I touched on this in the previous post, Black Lives Matter (part 2), but many police departments have a godawfully MASSIVE budget, and they truly do not need any more money.
The NYPD got $5.6 billion (BILLION!) in 2019, a threshold that outspends homeless services ($2.1 billion), the health department ($1.9 billion), housing preservation and development ($1.4 billion), workforce development ($74 million) and composting ($28 million) COMBINED. For fiscal year 2021, Mayor Bill de Blasio proposed larger cuts each to summer youth employment, summer kids programming, composting and the literal department of education than he did for the NYPD. (If you’re a New Yorker reading this, contact your city council member and demand better by the people of NYC. The link above has resources to follow.)
LA Mayor Eric Garcetti recently proposed an LAPD budget of over $3 billion, while transportation and housing funds didn’t even come close to $1 billion. Thanks to the outrage over that bloated budget, paired with daily occurrences of brutality from the LAPD, the final budget ended up including $100-$150 million in cuts from LAPD funding (click here for a wild look at what that cut looks like compared to the total LAPD budget…).
What do police departments need all this money for? To meet and outnumber peaceful protests armed to the teeth. To shove old men down and walk right by them even as he bleeds from his head (and then to say he tripped & fell and to simply suspend the officers involved). To arrest essential workers who are exempt from curfew and to brag about beating up protestors once curfew hits. To bombard protestors with tear gas and rubber bullets and be paid overtime for it.

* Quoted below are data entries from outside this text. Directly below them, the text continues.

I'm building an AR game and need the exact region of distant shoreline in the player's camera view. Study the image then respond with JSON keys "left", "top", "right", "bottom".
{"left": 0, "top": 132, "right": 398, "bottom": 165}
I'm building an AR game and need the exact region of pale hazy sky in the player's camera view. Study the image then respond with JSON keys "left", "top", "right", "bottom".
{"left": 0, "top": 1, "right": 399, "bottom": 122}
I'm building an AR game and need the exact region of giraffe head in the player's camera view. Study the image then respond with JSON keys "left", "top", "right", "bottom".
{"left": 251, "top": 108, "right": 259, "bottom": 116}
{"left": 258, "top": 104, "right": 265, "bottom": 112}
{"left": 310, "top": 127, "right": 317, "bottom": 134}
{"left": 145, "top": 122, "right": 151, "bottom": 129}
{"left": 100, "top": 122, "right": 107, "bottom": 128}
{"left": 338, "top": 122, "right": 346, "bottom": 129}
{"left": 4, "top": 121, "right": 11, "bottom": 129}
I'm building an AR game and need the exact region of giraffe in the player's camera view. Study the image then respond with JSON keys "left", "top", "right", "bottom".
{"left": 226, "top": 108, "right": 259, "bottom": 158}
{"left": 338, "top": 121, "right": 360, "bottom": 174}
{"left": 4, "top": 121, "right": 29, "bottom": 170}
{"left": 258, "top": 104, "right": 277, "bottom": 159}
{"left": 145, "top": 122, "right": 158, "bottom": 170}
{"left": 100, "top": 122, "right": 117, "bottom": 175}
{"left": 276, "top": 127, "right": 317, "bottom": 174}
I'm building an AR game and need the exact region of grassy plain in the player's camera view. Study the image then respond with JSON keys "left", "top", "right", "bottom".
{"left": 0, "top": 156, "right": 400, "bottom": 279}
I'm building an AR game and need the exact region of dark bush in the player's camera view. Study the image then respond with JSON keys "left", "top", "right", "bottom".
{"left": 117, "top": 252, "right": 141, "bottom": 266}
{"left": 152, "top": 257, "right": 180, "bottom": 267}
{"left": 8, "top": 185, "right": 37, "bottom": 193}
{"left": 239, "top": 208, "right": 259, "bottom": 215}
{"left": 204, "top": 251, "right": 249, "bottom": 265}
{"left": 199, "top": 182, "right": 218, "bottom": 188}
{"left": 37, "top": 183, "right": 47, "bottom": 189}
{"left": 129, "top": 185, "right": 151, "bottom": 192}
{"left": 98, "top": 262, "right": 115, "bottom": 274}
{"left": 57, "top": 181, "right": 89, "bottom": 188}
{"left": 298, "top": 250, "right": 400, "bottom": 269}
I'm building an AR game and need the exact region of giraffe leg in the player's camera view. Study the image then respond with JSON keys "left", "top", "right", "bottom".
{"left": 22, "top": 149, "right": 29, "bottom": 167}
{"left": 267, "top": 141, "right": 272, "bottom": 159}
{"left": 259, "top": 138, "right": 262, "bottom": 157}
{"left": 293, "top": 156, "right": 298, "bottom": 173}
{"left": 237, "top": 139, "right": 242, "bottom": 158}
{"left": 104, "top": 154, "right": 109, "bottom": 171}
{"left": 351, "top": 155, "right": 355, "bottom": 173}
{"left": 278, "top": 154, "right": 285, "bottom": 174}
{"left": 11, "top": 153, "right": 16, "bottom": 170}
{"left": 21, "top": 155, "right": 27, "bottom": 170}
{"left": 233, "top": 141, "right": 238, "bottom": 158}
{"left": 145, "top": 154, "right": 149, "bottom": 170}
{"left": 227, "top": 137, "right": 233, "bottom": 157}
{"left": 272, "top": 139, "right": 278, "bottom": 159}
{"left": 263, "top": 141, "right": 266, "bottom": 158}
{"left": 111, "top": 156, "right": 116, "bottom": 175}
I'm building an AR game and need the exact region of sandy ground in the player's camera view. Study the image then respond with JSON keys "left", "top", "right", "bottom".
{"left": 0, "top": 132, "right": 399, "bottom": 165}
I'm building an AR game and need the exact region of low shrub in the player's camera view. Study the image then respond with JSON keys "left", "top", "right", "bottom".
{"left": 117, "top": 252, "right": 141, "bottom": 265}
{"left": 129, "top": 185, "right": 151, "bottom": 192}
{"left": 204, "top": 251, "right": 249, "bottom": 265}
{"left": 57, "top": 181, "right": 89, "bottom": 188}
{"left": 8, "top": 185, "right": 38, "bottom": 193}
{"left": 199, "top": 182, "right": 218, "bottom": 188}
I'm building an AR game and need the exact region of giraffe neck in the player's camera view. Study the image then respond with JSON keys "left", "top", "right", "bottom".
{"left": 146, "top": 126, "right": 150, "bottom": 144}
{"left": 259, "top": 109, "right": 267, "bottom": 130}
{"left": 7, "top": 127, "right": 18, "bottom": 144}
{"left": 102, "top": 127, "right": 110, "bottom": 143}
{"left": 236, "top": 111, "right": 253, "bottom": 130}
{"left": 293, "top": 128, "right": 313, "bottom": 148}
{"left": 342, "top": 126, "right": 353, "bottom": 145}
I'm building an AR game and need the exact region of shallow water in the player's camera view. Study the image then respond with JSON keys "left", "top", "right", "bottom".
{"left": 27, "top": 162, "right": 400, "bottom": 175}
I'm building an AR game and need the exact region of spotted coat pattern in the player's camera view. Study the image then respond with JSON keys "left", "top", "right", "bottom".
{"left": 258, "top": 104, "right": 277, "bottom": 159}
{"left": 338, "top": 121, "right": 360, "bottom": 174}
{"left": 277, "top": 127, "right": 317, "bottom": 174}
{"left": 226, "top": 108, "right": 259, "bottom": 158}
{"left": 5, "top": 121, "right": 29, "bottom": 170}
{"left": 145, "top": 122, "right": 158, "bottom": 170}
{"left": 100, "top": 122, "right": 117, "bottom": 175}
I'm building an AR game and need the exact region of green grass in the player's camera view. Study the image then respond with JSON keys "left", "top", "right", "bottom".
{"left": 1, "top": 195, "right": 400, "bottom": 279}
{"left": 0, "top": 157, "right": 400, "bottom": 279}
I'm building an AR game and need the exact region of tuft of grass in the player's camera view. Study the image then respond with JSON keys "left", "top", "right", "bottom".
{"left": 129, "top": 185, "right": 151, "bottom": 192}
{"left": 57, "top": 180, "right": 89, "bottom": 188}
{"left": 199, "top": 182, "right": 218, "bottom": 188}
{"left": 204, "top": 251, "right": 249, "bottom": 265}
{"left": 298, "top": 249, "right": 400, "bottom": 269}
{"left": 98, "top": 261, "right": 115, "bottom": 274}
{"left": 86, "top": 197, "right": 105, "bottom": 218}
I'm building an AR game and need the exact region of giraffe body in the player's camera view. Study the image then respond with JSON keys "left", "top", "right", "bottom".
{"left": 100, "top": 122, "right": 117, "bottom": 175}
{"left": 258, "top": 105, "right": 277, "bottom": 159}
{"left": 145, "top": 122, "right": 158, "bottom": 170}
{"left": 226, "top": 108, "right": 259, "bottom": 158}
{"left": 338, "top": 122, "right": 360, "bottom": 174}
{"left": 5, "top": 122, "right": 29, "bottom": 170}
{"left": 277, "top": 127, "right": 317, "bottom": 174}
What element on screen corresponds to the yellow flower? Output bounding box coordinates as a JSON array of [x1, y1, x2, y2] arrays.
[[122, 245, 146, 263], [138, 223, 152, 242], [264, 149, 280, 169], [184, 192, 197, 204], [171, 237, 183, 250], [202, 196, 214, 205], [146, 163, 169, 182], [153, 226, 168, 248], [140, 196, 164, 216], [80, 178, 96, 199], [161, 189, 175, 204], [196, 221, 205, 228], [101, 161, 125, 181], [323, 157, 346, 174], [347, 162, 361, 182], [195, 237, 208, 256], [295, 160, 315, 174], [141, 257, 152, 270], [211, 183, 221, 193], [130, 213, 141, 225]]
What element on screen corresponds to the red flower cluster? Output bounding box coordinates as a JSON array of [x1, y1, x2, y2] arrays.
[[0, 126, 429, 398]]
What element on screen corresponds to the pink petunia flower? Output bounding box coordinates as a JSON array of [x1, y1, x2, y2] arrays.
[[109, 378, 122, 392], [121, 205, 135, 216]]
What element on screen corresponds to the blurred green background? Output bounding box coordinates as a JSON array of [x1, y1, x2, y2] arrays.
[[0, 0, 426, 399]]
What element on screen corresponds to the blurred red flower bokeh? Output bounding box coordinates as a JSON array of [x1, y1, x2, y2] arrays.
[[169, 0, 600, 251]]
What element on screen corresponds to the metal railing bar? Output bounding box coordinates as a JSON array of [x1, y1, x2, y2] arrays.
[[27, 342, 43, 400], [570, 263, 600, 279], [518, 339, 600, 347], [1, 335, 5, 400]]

Billions of dollars are going towards violently keeping us quiet, and not just in times of protest, instead of towards medical equipment (remember the shortage of ventilators and PPE?), educational supplies (teachers are often forced to buy their own) and other goods that truly are there to help the community.

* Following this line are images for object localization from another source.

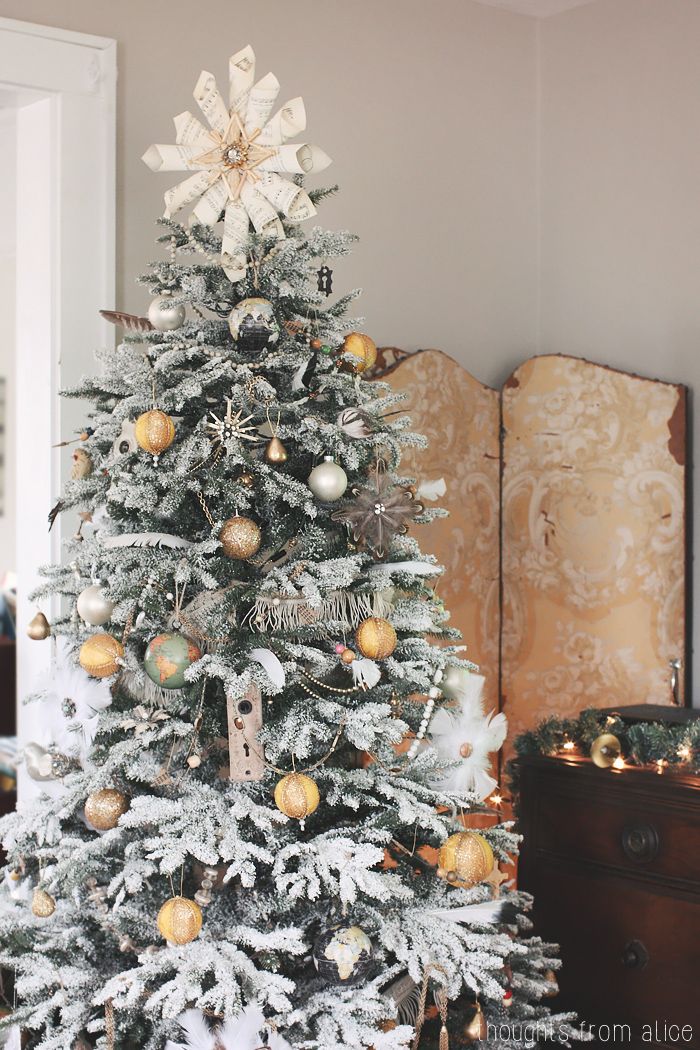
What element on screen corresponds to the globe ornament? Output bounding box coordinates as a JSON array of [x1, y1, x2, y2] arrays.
[[79, 633, 124, 678], [438, 831, 494, 889], [228, 297, 280, 354], [355, 617, 397, 661], [307, 456, 348, 502], [76, 584, 114, 627], [85, 788, 129, 831], [144, 632, 202, 689], [147, 294, 186, 332], [31, 888, 56, 918], [340, 332, 378, 374], [274, 773, 320, 822], [157, 895, 203, 945], [219, 515, 262, 559], [135, 409, 176, 457], [313, 923, 374, 985]]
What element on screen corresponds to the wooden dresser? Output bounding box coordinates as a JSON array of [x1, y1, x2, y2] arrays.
[[517, 755, 700, 1049]]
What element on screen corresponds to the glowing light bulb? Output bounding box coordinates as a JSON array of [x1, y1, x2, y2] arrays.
[[612, 756, 625, 770]]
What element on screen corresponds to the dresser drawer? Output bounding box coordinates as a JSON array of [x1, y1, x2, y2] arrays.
[[526, 764, 700, 887], [527, 860, 700, 1046]]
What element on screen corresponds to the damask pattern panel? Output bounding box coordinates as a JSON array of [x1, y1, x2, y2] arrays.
[[384, 350, 501, 715], [501, 354, 687, 748]]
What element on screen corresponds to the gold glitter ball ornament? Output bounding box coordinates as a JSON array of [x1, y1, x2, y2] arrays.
[[85, 788, 129, 831], [79, 633, 124, 678], [341, 332, 377, 373], [355, 617, 397, 660], [157, 895, 203, 944], [274, 772, 320, 821], [31, 887, 56, 918], [219, 515, 262, 560], [134, 409, 176, 456], [438, 831, 494, 888]]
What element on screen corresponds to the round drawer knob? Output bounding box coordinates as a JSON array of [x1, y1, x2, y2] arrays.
[[621, 822, 659, 863], [622, 939, 649, 969]]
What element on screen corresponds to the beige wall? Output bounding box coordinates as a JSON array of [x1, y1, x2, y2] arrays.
[[538, 0, 700, 690], [0, 0, 539, 363]]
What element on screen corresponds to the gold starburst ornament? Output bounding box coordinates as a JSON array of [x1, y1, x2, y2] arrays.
[[143, 45, 331, 281]]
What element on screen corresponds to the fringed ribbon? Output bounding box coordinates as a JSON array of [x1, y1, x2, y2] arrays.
[[247, 589, 392, 631], [411, 964, 450, 1050]]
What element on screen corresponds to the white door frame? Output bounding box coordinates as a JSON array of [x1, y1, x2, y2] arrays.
[[0, 18, 116, 797]]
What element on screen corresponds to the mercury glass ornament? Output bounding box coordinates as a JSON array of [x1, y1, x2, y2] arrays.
[[228, 297, 280, 354], [147, 294, 185, 332], [313, 923, 373, 985], [76, 584, 114, 627], [307, 456, 348, 502]]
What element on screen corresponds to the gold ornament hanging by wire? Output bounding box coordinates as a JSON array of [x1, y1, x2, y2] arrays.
[[157, 895, 203, 944], [31, 887, 56, 918], [265, 435, 288, 464], [438, 831, 494, 888], [27, 610, 51, 640], [85, 788, 129, 831], [340, 332, 377, 373], [219, 515, 262, 559], [590, 732, 622, 768], [274, 773, 320, 821], [355, 617, 397, 660], [135, 409, 176, 456], [463, 1003, 488, 1043], [79, 633, 124, 678]]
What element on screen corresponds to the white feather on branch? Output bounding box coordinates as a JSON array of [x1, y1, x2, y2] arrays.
[[367, 561, 439, 577], [102, 532, 193, 549], [250, 648, 286, 689], [426, 899, 505, 924], [430, 673, 507, 801], [165, 1006, 291, 1050], [351, 657, 381, 687], [415, 477, 446, 502]]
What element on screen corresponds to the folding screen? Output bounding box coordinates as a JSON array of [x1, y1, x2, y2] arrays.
[[381, 351, 688, 748]]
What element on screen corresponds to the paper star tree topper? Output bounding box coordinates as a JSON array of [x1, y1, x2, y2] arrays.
[[143, 45, 332, 281]]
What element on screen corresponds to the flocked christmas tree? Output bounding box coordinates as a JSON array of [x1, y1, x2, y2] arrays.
[[0, 46, 583, 1050]]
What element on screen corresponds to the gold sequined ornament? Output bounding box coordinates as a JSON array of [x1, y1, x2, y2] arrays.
[[157, 895, 203, 944], [590, 733, 622, 768], [135, 409, 176, 459], [85, 788, 129, 831], [355, 617, 397, 660], [32, 887, 56, 918], [219, 515, 262, 559], [79, 633, 124, 677], [438, 831, 494, 888], [27, 610, 51, 640], [274, 773, 320, 822], [340, 332, 377, 373]]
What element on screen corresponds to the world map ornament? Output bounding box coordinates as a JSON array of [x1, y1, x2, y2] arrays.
[[142, 45, 332, 281]]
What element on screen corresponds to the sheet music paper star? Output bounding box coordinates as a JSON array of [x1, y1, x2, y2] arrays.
[[143, 45, 332, 281], [485, 865, 509, 898]]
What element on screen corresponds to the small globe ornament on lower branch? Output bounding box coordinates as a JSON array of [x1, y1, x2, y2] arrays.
[[313, 923, 374, 986]]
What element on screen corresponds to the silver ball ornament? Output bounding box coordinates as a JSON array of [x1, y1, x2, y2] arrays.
[[76, 584, 114, 627], [308, 456, 348, 502], [441, 663, 473, 700], [148, 295, 185, 332]]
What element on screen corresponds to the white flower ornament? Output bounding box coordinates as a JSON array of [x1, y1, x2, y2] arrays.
[[143, 45, 332, 281], [430, 672, 508, 801]]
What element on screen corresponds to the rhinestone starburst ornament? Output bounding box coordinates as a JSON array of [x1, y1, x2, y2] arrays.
[[142, 44, 332, 281], [206, 399, 259, 453], [333, 460, 425, 558]]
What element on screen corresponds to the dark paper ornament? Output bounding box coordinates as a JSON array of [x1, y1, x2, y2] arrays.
[[332, 460, 424, 557], [317, 264, 333, 296]]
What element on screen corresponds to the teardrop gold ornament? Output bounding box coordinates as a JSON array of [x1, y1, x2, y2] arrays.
[[265, 435, 288, 464], [27, 611, 51, 640], [463, 1003, 487, 1042]]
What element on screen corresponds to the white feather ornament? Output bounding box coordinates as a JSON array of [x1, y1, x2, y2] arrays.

There are plenty of ways to protect communities without armed police. Plus, many crimes stem from larger issues. Rerouting the billions sent to police forces towards homelessness, food and community services can help curb the need for theft and other crimes. We do not have to settle for a violent system just because it’s always been that way.
Why ACAB
A big rallying cry at protests of late has been ACAB, or All Cops Are Bastards. To many, that may seem unfair. You know a guy who’s a cop and he’s the nicest guy you’ve ever met, a real upstanding citizen. Sure, but what’s he like at work? Do you know? He may be a good guy who doesn’t agree with the killing of unarmed Black folks, but is he doing anything about it? Is he speaking up, calling for accountability? Is he doing anything to try to change the system that lets killer cops go free? That attacks protestors with weapons of war?
The policing system he works in was built to keep Black and brown folks in line by any means necessary. The system may “work” for white folks who know the police as a safe system to turn to or for folks who value property over lives. But we cannot allow this harmful, racist system that only works for the few to stand any longer.
By now, you’ve heard it before: If you choose to be silent, you have chosen the side of the oppressor. To be silent is to be complicit. Your cop friend may be a good friend, but that doesn’t make him a good person or a good cop if he just stands by and watches while Black people fight for their lives.